Without a thought Regina mounts her own steed and runs after her speedily. She takes the girl on her own horse. Regina saves her life.
Her name is Snow — she gives Regina frostbite.
(she may be snow, but regina thinks of her as ice — pure white that freezes your nerves if you hold on too long)
If Snow is ice, then Cora is a hailstorm.
Hailstorms are made of ice sitting and stirring in the clouds too long. Cora preaches of sacrifice; Regina wants to ask, So can you not sacrifice a little more for my happiness?
In the end, she says nothing, only smiles.
In the end, the hailstorm strikes — its pellets tear through Regina's umbrella and shatter it to scraps of fabric.
(the hail rages on; it leaves bruises on regina's heart and there are no smiles left)
The first time she saw snow, Regina had smiled in awe, in marvel she looked on.
"It's like magic," she had murmured.
Later on, Regina discovers real magic — the kind of magic that comes with a price, the kind of magic that comes with Cora.
Now when she sees snow, she does not marvel.
Now when she sees snow, she scowls bitterly and returns inside.
(bitter were the winds that swept it all away; bitter are the gales she makes to disperse all the dust — there is no ash to store)
The foolish girl takes the heart of her world from her hands and drops it in the snow. Feebly she says, "Oops!" and skitters away.
She laughs all the while. Later, she cries. "I didn't know. I thought it would be good," she tries to explain.
Her world freezes in the cold. Moments later, her mother stumbles upon it — she crushes it and smiles. Only the dust remains.
Regina tries to see the light — now she will do what her mother wants, undoubtedly, she will be pleased. Now she will marry the king.

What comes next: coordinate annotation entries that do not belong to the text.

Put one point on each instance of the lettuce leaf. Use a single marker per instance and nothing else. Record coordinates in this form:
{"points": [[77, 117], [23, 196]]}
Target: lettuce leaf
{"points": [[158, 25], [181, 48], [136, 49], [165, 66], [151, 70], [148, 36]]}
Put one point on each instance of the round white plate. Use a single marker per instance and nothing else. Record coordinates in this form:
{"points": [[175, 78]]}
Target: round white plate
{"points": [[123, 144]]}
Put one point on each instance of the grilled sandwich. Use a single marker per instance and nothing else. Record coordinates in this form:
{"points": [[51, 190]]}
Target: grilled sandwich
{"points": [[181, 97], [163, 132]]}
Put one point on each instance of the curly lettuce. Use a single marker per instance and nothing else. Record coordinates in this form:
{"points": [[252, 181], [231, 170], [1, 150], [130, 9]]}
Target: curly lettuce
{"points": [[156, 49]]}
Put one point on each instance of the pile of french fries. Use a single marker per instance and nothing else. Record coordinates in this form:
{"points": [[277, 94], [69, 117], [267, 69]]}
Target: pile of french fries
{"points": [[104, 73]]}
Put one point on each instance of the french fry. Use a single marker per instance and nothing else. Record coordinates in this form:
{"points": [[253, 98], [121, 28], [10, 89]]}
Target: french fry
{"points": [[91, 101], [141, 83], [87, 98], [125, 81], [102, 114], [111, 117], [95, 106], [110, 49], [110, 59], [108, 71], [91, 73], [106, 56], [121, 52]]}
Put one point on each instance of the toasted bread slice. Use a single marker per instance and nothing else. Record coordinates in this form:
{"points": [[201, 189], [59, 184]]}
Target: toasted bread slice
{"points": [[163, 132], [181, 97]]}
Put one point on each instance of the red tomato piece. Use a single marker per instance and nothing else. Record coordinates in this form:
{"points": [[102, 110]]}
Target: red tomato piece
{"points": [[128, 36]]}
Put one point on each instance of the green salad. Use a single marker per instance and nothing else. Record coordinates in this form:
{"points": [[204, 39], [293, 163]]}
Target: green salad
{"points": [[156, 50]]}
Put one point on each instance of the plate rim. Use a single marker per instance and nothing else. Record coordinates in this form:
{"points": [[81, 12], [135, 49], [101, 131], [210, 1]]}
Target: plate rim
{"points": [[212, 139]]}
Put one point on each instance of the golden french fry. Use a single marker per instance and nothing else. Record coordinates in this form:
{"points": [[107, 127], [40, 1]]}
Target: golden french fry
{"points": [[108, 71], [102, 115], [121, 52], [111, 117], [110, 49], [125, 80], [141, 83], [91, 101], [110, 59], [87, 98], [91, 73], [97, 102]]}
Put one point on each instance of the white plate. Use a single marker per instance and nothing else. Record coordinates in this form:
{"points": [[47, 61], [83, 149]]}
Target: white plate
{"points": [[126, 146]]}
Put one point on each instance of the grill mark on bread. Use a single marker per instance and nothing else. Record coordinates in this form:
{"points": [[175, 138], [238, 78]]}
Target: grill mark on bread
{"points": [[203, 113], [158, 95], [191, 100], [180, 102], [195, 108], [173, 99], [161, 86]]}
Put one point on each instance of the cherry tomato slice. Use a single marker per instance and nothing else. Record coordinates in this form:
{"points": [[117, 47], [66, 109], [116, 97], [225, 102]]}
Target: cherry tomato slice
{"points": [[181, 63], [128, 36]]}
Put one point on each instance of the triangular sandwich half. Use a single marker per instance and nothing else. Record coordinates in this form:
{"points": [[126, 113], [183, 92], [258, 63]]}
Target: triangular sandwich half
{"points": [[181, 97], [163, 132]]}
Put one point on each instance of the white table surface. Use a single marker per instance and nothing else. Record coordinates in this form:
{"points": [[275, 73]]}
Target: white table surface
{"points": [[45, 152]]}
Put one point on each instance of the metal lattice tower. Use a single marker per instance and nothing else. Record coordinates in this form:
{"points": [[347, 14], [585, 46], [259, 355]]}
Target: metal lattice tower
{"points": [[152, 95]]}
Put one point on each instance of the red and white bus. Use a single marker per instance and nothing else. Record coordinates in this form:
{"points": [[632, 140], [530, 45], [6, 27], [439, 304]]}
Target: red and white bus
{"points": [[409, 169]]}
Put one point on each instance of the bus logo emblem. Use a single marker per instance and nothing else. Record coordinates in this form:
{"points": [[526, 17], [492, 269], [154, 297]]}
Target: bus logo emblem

(the dust returns, forms a cage and it is gilded in gold — the ashes that remain are of her heart and another)
The king brings a genie to the palace. They exchange pleasantries; Regina reminisces.
She talks of the apple tree, and hopes he will take a bite. He does — a something shines in his eye that Regina once saw in the mirror.
It will be apples, she decides. The tree has served me well. It can do the honors.
The viper bites the king and he dies instantly. The genie becomes a mirror.
Regina tried to see the light. She saw it. She ignored it.
It is the darkness she embraces at long last.